Когда и мать, и брат, наконец-то, вышли из комнаты Александра-младшего, сам усатый майор, пережив вместе с юношей весь этот зловещий крах, основанный на одной лишь несдержанности к удовлетворению мозга и чувств, пожалел о том, что никак не способен повлиять на его дальнейшее поведение, потому что белокурый денди вновь заправил продырявленную бутылку кусочком шиша, и, тихонько ругаясь на старшего брата, за то, что тот отдал врачу все прочие, оставшиеся от барыги наркотики, вновь настроился на прослушивание религиозной музыки, заблагоухав от её воздействия кисло-сладким запахом нарушенного био-баланса.

“Хоть и идиот, а всё же – грех был бы не спасти его от этих забав! Ведь не успел ещё прийти в себя, а уже заново схватился за эти извращения!” – переживал майор, вдыхая через нос Александра-младшего дым жжёной каннабисной пыли, выращенной на барбитуратных удобрениях, и слушая откровенно неинтересные ему звуки церковной литургии, оглушающей мозг юноши до состояния транса.

Но сам Александр вряд ли предавался подобным переживаниям, травя себя без всякой удержи, и задорно хвастаясь в уме тому, сколько недоступных многим его сверстникам удовлетворений получает в полном эгоистическом одиночестве в сей миг.

Так пролетела ещё одна ночь, заполненная играми и общением в сети на непонятном языке, с непонятными майору персонажами современной эпохи, промышляющими драгдиллерством, сводничеством, проституцией, обманом и откровенной наркоманией, возведённой в ранг культа эпохи.

13. Моральное возмездие

“Неужели так и мыкаться мне своим духом в этом ограниченом представителе рода человеческого, украшенного золотой медалью за усердие в школьной дисциплине, но столь чёрствого в переживании человеческих чувств? Неужели суждено и впредь играть в эти глупые игры – в ходилки, в стрелялки, – словно пожизненному пионеру из будущего? Хотя, верно, и ребёнок бы устал от эдакой однообразности! Возможно, именно такие черты характера помогают социальным карьеристам изо дня в день усидчиво и невозмутимо, посредственно добиваться своих целей. Чего же ради дьяволица-Нагваль подселила мою душу в этого красавчика? Может, наказания ради, за грехи? Тогда зачем она сама же, прилюдно, поносила церковные догмы? Ничего не понимаю!” – возмущался наш майор, завидев утренний свет через приоткрытые у пробудившегося Александра веки. И ответ на эти вопросы донимал его уже не на шутку, почти сводя с ума, и свёл бы ум за разум, не выйди Александр на утренний кофе в кухню общей с матерью и братом квартиры.

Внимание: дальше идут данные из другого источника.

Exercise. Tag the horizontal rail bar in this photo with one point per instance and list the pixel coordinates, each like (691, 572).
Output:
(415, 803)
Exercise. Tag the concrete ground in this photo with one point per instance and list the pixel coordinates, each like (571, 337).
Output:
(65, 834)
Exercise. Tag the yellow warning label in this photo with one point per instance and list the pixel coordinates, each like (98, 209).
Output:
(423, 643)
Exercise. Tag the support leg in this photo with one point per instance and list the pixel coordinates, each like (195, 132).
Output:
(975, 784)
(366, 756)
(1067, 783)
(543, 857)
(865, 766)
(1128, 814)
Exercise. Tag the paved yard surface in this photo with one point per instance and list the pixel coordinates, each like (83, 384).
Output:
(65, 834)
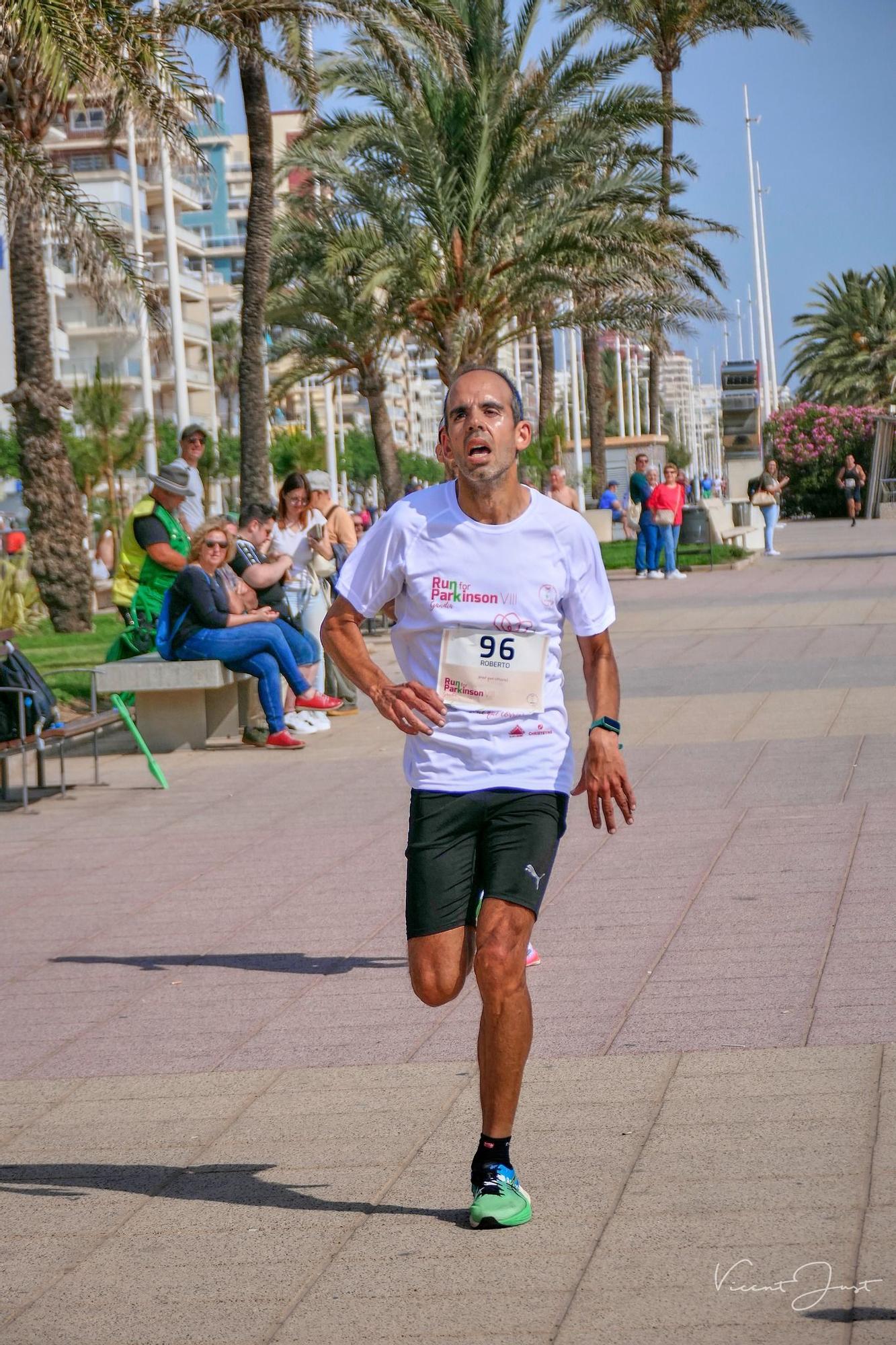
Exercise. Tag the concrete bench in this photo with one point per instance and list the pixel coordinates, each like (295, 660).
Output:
(729, 535)
(181, 705)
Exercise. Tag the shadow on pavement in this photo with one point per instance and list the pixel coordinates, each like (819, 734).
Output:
(231, 1184)
(296, 964)
(853, 1315)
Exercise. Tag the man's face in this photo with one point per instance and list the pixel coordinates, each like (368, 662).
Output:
(259, 533)
(169, 500)
(481, 436)
(193, 449)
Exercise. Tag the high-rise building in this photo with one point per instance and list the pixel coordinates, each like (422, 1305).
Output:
(101, 171)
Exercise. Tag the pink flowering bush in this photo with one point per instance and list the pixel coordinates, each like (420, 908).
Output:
(810, 443)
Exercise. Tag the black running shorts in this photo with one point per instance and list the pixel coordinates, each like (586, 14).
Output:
(489, 843)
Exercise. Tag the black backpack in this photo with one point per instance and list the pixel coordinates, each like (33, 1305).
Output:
(40, 705)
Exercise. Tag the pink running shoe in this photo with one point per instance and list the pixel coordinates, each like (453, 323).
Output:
(318, 701)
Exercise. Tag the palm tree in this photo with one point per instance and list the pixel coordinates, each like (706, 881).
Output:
(240, 25)
(227, 345)
(662, 32)
(494, 158)
(845, 345)
(111, 434)
(334, 309)
(46, 50)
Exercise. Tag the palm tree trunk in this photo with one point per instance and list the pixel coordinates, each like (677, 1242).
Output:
(253, 411)
(596, 399)
(665, 196)
(382, 438)
(545, 338)
(57, 523)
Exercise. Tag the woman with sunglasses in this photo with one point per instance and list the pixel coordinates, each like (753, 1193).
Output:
(302, 532)
(247, 642)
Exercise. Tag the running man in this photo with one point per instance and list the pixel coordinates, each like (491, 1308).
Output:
(852, 478)
(483, 572)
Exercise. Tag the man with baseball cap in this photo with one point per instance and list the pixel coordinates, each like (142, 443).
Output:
(193, 446)
(155, 544)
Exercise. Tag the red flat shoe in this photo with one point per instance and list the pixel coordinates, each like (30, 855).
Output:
(318, 701)
(283, 740)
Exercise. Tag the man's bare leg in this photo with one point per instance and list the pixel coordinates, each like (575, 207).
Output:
(439, 964)
(505, 1028)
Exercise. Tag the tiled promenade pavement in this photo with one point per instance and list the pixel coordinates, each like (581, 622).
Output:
(228, 1121)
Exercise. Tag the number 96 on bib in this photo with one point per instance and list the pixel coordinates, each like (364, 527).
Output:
(493, 670)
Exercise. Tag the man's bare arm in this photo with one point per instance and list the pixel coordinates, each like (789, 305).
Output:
(603, 775)
(263, 575)
(408, 705)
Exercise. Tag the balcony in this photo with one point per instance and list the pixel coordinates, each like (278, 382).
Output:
(192, 282)
(227, 243)
(190, 193)
(196, 333)
(192, 239)
(85, 369)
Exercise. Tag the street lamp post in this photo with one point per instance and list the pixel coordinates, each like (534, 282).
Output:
(772, 362)
(758, 268)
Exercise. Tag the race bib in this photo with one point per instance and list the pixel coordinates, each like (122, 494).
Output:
(493, 670)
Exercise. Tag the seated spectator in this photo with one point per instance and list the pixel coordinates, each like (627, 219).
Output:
(610, 500)
(154, 547)
(264, 574)
(255, 642)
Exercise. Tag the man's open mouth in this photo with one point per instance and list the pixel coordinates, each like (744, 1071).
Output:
(478, 453)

“Ну, хоть какой-то живой элемент во мраке электронно-наркотической статики!” – обрадовался майор, глазами Александра-младшего глядя на задорно разглагольствующего о чём-то, сидящего напротив него Пушкина.

– Магия, магия! Кругом магия! Выполняешь правильные ритуалы – получаешь достойный результат! Отклоняешься от традиции – и результат выходит кривым… где-то я допустил ошибку! Хотя, конечно, можно было бы предположить, будто кто-то вмешивается в мои планы… но, я уверен, что недоброжелателей у меня нет! Сам живу, потому что, и другим жить даю! – ретиво вещал старший брат Александра младшего, облагораживая воздух кухни душистым дымом со своих фирменных сигарок.

“Хоть и урод он – в моральном плане, а всё же – человек интересный, и поглядеть на него с близкого расстояния – мне не мука… Может, лишь, ради одного этого вселился я в плоть родного брата этого Пушкина? Пожалуй, что так… ведь всё складывается один к одному: сначала нас вынудили внимать ему возле памятника, потом, прямо на глазах наших, он был убит. Вероятно Велга хотела сказать о нём что-то большее к тому, что удалось услышать на площади… вероятно, ради этого и заключила она меня в тело его брата…” – размышлял майор, с восторгом рассматривая харизматичного и экстравагантного поэта через равнодушные глаза Александра-младшего.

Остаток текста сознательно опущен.